Mounting proof of crimes against humanity in Myanmar: U.N. probe

The United Nations’ Independent Investigative Mechanism for Myanmar (IIMM) said women and children were particularly being targeted

Updated - August 10, 2022 11:24 am IST

Published - August 10, 2022 04:40 am IST - Geneva

File picture of military trucks with soldiers inside parked behind police security standing guard behind a road barricade

File picture of military trucks with soldiers inside parked behind police security standing guard behind a road barricade | Photo Credit: AP

U. N. investigators on Tuesday reported mounting evidence of crimes against humanity, including murder, torture and sexual violence, committed in Myanmar since last year’s military coup

The United Nations’ Independent Investigative Mechanism for Myanmar (IIMM) said women and children were particularly being targeted.

“There are ample indications that since the military takeover in February 2021, crimes have been committed in Myanmar on a scale and in a manner that constitutes a widespread and systematic attack against a civilian population,” the investigators said in a statement.

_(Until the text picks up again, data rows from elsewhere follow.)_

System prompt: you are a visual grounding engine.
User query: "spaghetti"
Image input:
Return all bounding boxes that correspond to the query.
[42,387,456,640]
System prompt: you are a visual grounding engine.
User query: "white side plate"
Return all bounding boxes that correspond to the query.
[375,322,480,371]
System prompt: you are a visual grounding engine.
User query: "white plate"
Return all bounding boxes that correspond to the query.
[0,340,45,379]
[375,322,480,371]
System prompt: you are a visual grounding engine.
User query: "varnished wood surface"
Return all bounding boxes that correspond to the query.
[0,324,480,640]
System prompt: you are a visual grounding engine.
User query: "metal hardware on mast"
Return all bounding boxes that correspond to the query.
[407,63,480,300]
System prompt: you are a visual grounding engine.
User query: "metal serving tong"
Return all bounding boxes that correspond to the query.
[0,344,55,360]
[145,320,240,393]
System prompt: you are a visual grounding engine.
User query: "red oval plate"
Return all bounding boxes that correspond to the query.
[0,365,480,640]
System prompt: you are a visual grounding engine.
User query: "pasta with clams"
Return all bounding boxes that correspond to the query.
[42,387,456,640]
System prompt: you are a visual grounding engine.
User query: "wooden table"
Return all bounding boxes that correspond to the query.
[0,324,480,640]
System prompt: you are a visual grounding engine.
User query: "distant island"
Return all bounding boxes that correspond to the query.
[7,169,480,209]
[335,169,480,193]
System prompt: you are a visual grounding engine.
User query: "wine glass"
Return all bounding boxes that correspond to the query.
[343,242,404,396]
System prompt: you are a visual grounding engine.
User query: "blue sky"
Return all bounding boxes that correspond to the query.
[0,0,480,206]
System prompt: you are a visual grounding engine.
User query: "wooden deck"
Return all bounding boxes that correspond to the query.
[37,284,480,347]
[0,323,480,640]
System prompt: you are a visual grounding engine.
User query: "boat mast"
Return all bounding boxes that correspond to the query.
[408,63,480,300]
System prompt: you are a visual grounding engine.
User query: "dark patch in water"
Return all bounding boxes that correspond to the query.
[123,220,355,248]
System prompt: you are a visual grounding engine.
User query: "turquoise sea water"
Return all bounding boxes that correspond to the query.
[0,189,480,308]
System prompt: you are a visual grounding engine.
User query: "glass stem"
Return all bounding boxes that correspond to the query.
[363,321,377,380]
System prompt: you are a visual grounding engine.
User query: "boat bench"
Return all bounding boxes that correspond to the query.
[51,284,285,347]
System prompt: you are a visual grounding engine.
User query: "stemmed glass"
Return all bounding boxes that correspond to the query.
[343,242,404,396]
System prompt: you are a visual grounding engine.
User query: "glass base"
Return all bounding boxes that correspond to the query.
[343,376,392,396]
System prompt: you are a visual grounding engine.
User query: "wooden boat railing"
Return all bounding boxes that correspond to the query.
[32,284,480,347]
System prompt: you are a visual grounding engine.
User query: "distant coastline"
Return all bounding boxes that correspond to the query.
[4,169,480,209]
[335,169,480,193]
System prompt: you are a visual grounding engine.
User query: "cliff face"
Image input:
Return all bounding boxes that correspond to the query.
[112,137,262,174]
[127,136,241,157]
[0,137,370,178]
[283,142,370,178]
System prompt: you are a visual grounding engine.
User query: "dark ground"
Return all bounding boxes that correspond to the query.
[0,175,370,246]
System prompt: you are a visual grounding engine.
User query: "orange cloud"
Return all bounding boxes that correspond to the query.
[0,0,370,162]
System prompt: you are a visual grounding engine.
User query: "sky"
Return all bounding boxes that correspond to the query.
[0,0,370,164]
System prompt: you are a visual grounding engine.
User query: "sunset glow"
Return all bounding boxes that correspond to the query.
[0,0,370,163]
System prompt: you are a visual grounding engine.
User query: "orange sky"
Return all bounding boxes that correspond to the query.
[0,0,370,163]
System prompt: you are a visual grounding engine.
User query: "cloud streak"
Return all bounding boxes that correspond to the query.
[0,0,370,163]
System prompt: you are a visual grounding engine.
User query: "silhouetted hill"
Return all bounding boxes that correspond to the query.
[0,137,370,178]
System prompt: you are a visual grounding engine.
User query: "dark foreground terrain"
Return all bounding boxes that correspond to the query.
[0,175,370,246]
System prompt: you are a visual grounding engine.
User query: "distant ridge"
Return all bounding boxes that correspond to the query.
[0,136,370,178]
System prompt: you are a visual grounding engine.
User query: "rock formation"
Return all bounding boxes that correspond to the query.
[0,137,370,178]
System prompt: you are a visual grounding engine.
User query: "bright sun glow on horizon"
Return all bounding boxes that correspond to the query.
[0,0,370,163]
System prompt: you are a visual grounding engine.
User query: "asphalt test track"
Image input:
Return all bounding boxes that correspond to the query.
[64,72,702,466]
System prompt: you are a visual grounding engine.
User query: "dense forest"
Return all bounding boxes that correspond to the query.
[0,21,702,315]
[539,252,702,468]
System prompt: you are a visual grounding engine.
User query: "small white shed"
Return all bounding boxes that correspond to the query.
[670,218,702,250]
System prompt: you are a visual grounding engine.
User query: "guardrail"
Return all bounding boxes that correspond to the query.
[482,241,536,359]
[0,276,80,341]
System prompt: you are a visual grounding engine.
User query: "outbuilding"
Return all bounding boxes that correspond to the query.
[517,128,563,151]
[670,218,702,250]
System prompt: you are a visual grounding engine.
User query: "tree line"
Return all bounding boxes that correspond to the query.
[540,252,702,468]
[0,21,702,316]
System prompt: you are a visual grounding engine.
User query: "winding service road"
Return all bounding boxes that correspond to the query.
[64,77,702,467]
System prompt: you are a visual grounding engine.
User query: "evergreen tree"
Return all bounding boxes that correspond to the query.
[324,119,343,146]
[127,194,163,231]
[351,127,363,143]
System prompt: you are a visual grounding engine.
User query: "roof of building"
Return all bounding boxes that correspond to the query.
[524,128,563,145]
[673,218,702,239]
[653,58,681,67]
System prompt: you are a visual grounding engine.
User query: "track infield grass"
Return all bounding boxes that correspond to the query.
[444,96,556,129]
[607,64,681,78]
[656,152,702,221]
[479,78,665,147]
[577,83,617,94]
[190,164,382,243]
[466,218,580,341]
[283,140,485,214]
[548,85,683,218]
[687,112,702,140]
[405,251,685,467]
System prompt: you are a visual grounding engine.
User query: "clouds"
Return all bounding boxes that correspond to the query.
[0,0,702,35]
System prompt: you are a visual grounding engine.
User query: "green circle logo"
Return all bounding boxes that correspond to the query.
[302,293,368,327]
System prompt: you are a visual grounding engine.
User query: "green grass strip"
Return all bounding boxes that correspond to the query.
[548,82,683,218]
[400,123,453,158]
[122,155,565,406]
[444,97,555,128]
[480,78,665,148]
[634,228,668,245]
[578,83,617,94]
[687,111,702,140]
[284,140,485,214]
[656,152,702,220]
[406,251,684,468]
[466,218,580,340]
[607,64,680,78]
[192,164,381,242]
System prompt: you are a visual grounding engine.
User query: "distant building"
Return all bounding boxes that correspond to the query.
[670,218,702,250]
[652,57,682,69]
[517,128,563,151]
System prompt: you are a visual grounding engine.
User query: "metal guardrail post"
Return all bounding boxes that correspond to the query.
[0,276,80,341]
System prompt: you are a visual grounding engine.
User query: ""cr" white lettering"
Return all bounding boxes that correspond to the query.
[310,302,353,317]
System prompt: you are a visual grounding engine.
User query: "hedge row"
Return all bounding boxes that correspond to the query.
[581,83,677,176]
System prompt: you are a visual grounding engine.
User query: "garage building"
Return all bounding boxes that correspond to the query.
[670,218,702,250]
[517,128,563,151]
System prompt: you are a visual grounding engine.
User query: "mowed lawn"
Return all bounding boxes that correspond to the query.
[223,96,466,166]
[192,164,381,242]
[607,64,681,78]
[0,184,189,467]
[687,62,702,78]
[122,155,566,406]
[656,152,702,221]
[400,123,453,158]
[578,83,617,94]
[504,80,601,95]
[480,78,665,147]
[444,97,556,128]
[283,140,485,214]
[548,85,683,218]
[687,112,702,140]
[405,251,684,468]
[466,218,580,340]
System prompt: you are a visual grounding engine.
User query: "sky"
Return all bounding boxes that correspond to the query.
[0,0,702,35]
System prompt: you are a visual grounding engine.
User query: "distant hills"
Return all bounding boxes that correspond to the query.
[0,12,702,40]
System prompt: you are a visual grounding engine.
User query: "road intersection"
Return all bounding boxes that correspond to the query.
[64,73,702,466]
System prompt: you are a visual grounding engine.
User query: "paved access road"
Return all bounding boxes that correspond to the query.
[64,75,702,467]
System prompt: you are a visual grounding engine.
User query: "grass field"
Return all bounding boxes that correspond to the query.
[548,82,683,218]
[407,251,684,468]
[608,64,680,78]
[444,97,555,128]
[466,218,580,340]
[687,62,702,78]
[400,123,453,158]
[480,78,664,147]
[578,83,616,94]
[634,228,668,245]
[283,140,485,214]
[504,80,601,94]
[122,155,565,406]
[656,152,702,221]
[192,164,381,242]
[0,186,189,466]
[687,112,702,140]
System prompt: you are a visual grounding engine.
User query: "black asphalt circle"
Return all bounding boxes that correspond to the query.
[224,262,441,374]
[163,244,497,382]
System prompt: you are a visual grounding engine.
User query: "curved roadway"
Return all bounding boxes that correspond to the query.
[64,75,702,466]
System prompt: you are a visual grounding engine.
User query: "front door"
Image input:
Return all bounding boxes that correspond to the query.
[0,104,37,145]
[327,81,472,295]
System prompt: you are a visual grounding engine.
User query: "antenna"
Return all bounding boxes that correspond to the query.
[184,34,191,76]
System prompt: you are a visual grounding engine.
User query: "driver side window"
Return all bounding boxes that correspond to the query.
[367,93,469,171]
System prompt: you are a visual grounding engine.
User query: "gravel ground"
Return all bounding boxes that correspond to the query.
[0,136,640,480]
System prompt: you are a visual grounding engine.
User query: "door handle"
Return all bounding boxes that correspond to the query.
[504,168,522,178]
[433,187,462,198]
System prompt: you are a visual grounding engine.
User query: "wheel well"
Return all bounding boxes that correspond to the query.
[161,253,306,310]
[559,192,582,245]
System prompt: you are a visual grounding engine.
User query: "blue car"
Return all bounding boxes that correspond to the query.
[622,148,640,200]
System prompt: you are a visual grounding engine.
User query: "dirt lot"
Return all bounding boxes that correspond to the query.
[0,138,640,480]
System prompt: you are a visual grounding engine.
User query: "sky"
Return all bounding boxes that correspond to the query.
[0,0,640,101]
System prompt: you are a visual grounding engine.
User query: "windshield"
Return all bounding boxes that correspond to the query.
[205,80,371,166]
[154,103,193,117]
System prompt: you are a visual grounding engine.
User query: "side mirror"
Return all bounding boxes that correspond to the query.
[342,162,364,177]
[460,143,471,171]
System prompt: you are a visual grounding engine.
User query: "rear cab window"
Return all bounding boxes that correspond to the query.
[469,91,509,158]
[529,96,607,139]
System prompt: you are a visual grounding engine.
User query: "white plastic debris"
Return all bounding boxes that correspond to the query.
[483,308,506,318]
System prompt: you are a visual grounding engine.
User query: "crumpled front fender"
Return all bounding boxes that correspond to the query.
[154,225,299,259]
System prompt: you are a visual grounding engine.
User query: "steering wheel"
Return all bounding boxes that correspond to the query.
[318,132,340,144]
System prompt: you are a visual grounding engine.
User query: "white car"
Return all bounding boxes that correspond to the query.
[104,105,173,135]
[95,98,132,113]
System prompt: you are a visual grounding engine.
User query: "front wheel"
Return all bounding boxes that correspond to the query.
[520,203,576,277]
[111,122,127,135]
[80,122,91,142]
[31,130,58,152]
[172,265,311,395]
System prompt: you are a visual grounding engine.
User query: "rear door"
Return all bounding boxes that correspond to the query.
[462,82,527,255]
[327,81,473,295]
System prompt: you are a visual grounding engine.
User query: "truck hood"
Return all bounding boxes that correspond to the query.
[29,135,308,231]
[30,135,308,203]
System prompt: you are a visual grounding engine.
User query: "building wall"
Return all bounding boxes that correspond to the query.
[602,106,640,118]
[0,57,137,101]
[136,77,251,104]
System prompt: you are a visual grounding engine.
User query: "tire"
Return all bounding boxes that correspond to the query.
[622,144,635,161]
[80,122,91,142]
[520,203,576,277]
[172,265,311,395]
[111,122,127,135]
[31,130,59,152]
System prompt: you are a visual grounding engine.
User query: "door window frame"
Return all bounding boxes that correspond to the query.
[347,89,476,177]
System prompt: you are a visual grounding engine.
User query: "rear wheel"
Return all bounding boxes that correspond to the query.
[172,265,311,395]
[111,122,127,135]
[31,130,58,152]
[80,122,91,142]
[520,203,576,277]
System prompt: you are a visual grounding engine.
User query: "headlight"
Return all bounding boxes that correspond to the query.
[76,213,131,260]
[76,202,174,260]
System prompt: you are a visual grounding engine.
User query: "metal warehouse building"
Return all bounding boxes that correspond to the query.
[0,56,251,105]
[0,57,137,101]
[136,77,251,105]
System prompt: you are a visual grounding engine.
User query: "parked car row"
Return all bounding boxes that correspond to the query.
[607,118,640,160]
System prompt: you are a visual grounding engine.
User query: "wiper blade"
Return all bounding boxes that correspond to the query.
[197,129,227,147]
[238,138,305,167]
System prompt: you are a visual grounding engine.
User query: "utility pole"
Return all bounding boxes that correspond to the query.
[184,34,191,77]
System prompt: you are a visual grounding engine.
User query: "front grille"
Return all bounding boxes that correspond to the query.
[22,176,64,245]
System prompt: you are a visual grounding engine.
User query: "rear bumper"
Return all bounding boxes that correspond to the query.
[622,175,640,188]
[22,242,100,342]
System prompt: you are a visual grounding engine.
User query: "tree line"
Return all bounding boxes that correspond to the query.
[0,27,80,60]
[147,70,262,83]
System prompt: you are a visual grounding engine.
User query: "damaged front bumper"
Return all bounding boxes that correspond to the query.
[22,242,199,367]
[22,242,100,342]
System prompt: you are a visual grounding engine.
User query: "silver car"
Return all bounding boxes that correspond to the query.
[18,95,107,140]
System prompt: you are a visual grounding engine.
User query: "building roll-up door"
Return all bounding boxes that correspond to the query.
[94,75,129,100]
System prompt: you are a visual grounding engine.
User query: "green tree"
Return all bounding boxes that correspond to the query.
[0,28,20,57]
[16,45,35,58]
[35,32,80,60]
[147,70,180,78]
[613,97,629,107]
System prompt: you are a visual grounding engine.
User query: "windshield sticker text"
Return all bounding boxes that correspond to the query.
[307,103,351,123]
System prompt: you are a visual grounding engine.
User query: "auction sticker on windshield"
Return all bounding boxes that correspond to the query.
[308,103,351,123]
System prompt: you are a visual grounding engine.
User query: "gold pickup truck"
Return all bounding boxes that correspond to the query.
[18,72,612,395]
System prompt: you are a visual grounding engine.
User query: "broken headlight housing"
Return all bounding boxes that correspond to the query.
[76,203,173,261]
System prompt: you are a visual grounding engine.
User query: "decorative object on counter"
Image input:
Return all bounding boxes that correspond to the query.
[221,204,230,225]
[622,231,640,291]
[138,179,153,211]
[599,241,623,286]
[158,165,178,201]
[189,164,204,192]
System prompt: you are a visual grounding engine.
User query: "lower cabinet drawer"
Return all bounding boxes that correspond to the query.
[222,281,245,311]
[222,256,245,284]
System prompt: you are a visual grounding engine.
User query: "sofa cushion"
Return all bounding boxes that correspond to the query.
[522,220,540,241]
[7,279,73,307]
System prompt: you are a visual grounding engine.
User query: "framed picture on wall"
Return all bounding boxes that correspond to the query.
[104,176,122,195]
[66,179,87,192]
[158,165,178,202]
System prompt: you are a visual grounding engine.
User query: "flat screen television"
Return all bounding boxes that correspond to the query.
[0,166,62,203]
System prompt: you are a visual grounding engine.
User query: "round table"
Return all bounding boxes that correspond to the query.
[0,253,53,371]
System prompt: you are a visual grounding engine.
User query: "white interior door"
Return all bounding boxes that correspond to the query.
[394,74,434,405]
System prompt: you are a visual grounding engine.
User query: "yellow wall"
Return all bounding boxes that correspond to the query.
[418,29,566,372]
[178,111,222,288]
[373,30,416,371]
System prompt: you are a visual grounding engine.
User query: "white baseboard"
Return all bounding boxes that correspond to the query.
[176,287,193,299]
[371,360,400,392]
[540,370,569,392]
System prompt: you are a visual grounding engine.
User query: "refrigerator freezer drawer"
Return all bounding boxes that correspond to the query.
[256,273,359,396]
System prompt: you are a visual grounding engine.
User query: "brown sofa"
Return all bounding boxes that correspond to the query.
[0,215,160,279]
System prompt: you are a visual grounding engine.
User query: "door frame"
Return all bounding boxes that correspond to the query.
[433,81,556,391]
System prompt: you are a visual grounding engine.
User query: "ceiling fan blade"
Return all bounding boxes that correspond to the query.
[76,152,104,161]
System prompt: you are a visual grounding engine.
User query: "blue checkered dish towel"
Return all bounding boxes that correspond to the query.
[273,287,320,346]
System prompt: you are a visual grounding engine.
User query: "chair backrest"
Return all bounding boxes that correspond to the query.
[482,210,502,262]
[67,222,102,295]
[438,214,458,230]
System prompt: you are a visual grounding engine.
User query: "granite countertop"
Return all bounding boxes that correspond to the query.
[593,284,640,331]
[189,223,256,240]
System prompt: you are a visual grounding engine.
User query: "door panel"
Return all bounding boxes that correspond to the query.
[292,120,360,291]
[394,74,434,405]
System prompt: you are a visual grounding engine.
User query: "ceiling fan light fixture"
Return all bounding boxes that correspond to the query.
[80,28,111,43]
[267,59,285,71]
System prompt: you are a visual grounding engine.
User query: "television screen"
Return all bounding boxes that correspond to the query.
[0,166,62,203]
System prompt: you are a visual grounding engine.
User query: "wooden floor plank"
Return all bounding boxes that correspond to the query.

Also Read | The Myanmar coup

Myanmar’s military seized power on February 1 last year, ousting the civilian government and arresting de facto leader Aung San Suu Kyi.

Crackdown on dissent

The junta has waged a bloody crackdown on dissent, with the violence leaving more than 2,100 civilians dead and nearly 15,000 arrested, according to a local monitoring group. 

The investigation team warned in its annual report that over the 12 months to the end of June, “the scope of potential international crimes taking place in Myanmar has broadened dramatically”.

The IIMM was established by the U. N. Human Rights Council in September 2018 to collect evidence of the most serious international crimes and prepare files for criminal prosecution.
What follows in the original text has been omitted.